# 1990 Mercedes 814d Vario Sill Repair panels



## mrverytall (Sep 11, 2012)

I have just purchased a cracking Ex Military 814 panel van (Blank Canvas) it has only covered 34000 miles but has obviously spent most of its life sitting around. The Sills are on the turn in a number of areas and I am looking for some panels to repair them correctly. These vans are everywhere where do you all get bits from, they seem to fall between the non light van and not a lorry crack. This van is a keeper and I want to sort the rust before it sets in can any one help, also after bonnet, another question how do you get around the problem of the recesses in the body when fitting windows and finally does anyone know of any roof hatches that fit the louvers in the roof:tongue: ?? cheers Gavin


----------



## Funky Farmer (Sep 11, 2012)

Hi and :welcome:

You will find a lot of help here Motorhome Problems I hope you get some answers
Pete


----------



## ellisboy (Sep 11, 2012)

:welcome: To the site! Sounds likea nice project.

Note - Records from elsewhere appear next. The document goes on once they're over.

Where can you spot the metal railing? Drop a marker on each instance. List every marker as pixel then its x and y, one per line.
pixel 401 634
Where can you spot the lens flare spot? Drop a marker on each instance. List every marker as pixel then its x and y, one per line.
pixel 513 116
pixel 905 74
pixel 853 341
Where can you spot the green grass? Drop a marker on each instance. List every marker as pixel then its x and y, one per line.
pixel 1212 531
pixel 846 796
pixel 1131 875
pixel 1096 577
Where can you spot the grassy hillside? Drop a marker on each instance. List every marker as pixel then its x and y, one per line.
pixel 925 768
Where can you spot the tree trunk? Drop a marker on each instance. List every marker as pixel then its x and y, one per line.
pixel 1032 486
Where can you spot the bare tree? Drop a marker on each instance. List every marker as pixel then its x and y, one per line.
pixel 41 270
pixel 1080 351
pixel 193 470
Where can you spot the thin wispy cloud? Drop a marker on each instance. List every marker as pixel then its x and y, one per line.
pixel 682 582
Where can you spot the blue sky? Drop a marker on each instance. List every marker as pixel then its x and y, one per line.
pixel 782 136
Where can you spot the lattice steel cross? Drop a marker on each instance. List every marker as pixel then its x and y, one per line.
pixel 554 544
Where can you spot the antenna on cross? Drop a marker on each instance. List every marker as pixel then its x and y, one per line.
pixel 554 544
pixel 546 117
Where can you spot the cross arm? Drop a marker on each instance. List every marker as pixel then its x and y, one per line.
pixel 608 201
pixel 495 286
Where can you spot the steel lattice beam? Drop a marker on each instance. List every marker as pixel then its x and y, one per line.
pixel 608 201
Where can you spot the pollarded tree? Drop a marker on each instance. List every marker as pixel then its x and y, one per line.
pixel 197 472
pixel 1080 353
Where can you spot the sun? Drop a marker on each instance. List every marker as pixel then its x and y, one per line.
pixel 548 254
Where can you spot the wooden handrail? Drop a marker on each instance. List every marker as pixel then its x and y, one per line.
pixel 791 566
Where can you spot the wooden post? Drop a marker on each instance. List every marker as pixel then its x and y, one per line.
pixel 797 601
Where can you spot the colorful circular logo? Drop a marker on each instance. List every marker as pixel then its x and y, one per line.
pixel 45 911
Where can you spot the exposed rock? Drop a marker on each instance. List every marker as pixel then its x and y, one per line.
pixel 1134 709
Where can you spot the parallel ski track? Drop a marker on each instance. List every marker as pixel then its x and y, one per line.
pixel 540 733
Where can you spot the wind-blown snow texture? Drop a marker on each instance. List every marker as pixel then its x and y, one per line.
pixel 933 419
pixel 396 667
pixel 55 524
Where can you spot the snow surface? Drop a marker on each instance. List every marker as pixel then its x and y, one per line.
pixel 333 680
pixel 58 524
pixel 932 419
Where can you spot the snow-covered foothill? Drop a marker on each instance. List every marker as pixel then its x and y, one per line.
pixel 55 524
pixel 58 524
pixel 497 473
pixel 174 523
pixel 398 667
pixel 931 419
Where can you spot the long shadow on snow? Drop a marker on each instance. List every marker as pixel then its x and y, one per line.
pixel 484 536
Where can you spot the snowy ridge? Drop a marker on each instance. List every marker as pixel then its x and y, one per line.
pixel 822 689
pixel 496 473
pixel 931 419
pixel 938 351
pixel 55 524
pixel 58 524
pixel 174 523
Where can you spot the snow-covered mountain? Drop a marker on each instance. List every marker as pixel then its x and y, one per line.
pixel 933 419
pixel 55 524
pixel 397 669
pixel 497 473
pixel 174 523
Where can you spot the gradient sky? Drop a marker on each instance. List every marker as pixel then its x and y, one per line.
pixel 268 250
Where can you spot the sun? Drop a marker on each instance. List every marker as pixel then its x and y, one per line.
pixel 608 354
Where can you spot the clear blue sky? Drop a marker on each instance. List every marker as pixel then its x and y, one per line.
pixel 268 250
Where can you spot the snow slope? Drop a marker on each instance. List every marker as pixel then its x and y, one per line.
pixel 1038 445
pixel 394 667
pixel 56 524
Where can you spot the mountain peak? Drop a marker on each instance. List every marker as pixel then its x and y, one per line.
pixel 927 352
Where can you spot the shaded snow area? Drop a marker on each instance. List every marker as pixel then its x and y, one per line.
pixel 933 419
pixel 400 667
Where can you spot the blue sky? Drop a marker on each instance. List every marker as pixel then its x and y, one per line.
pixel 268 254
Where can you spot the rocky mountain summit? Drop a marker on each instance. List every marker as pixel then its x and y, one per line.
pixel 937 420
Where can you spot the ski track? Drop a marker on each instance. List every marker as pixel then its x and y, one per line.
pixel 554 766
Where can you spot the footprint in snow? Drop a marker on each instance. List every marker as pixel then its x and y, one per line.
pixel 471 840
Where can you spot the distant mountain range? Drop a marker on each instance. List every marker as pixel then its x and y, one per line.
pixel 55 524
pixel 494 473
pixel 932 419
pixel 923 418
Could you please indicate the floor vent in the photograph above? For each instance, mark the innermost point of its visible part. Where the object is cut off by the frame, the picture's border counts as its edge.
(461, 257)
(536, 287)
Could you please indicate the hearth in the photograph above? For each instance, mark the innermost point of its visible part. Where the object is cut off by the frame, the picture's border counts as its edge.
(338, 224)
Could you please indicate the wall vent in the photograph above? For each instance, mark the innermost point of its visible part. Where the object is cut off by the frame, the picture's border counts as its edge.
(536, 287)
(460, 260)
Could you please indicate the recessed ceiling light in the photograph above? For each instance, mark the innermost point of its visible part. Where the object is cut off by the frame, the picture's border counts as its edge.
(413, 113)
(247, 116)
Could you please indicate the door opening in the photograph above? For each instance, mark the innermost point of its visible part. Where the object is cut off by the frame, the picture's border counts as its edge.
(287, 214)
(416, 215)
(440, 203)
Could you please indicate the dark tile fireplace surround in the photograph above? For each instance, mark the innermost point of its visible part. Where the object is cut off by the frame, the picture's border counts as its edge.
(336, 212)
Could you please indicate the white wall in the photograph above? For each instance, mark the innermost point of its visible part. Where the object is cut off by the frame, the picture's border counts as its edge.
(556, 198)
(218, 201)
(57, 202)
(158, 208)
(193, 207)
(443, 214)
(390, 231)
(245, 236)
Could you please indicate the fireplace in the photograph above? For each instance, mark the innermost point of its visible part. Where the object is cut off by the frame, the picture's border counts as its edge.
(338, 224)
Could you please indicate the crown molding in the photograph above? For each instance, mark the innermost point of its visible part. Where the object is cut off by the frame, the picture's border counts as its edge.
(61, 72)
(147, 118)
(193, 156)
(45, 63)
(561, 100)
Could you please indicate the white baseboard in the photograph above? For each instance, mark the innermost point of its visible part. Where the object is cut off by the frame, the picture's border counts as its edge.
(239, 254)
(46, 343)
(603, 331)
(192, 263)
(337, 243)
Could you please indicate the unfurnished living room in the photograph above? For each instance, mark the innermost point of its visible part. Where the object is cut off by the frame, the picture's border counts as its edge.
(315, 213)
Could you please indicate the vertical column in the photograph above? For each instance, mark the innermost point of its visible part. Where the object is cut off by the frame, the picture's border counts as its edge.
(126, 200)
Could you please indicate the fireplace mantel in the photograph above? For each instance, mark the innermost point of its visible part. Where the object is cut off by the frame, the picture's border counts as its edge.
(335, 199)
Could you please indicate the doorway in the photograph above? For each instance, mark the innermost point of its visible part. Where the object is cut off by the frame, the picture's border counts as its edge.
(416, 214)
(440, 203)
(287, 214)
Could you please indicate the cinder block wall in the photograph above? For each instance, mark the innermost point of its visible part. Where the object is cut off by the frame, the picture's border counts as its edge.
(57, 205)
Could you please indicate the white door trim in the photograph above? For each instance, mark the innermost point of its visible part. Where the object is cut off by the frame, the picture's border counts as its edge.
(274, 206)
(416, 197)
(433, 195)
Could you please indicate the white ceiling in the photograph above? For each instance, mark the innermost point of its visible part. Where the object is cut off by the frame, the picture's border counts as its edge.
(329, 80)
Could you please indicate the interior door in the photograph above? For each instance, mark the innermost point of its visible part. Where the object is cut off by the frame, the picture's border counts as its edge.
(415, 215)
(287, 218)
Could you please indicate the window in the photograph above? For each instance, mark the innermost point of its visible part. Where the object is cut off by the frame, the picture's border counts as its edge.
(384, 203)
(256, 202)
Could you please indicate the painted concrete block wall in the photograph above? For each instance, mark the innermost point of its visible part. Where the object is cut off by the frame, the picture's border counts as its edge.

Any roof light can be made to fit.You need to pack out the corrugations with strips of upvc and Sika ,it's quite easy to do.Have a look at my build blog there's a thread about it on there somewhere.


----------



## Guernsey Donkey (Sep 11, 2012)

Hi Gavin and :welcome: - :goodluck: with the van, hope all goes well.


----------



## Robmac (Sep 11, 2012)

Welcome to the site


----------